We’re checking sys.master_files for database files on the C drive. If your system has a non-C system drive, you’ll need to perform this check separately yourself.
To Fix the Problem
Read the Microsoft knowledge base article on how to move SQL Server databases, but for user databases (which are often larger than system databases), we have special considerations. Consider log shipping the database under another name: do a full backup and transaction log backups of the existing database, and then restore those backups as a database with a different name on a different drive. During an outage window, you’ll be able to put the original database in read-only, do the last set of transaction log backups, restore them onto the other database, detach the original database, rename the newly restored database, and you’re off and running in a matter of minutes rather than hours.
This script from Mike Petri can also help: it takes the databases offline, moves them to a new location, and then brings them back online again. Just make sure you’ve got good backups of the database first, and consider copying them rather than moving them (that’s an easy change – look for @WorkingSQL = ‘MOVE “‘ in the script.)
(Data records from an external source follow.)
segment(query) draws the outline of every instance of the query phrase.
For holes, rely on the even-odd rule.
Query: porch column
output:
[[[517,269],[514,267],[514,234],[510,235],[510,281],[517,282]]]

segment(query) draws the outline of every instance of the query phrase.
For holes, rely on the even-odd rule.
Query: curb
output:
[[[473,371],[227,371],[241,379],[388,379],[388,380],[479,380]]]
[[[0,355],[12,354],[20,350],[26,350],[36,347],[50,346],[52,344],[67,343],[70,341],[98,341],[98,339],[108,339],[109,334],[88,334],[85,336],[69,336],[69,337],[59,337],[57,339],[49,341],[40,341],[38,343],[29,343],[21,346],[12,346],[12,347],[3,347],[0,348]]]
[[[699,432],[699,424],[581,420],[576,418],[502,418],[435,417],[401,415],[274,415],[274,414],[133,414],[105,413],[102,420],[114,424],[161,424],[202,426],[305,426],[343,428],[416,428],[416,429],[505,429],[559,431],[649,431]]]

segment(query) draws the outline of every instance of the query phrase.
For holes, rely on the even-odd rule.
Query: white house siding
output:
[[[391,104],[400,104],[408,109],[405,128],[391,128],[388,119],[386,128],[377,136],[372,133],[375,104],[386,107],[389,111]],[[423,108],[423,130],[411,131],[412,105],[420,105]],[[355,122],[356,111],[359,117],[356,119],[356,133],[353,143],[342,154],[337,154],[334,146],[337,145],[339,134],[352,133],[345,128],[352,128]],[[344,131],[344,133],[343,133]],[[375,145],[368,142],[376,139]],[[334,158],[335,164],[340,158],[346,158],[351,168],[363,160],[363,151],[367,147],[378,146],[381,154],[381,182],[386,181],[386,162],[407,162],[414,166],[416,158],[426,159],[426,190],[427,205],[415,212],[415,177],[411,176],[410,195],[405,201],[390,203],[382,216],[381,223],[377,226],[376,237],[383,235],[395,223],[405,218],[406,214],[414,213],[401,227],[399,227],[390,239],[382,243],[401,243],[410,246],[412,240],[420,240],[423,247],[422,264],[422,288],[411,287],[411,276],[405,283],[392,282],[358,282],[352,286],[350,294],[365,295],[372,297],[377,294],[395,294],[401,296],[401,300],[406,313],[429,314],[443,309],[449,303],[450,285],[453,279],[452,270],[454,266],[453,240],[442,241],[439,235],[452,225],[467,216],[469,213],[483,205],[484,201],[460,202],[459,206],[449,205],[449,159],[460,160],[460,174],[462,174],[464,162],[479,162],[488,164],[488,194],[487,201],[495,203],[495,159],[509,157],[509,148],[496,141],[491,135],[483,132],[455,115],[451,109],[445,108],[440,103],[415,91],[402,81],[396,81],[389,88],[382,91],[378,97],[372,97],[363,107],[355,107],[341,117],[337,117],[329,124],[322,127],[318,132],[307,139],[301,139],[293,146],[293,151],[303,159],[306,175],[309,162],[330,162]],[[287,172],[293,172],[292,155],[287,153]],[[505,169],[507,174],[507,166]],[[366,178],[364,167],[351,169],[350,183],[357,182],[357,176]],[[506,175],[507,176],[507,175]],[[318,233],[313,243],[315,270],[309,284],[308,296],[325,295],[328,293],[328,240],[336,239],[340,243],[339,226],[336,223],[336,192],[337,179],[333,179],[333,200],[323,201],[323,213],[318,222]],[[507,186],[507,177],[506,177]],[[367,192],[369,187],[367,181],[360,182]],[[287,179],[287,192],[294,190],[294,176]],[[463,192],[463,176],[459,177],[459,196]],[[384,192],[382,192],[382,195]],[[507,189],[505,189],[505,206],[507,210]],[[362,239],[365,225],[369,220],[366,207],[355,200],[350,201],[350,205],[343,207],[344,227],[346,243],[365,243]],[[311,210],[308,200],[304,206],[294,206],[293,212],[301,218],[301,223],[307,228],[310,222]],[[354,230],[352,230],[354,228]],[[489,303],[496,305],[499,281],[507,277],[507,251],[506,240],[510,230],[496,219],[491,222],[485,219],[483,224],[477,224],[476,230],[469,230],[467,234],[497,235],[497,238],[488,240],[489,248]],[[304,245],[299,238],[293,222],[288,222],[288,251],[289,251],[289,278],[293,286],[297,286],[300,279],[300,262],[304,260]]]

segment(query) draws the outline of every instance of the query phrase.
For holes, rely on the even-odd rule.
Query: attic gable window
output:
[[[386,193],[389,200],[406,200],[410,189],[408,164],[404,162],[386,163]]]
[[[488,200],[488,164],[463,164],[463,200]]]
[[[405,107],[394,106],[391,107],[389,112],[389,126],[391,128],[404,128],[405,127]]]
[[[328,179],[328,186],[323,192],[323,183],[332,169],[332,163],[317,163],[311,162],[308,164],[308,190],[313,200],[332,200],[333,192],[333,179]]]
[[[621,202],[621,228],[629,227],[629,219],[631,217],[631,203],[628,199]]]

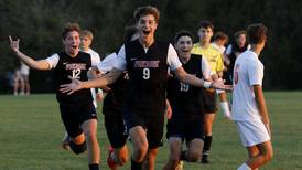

After this change, you’ll have less reliability risk, and your system may even perform faster if the C drive ran on slow storage. You can gauge that through Physical Disk Avg sec/Read and sec/Write metrics, or through the file activity DMVs.
System Databases on C Drive
By default, SQL Server’s databases are installed on the system drive. This is a recipe for disaster under two situations:
- If your users do something that require the system databases to grow (like never purging backup history from MSDB or building giant temp tables), they can grow until the system drive runs out of space, and Windows will stop dead. It’ll be your fault.
- If someone else does something to run the system drives out of space (like downloading huge files to their desktop or running big Windows Updates), the system will stop dead. It won’t be your fault – but actually, it still will be.
We’re checking sys.master_files for database files on the C drive. If your system has a non-C system drive, you’ll need to perform this check separately yourself.
To Fix the Problem
Read the Microsoft knowledge base article on how to move SQL Server databases, but try this on a development or test server first.
After this change, you’ll have less reliability risk, and your system may even perform faster if the C drive ran on slow storage. You can gauge that through Physical Disk Avg sec/Read and sec/Write metrics, or through the file activity DMVs.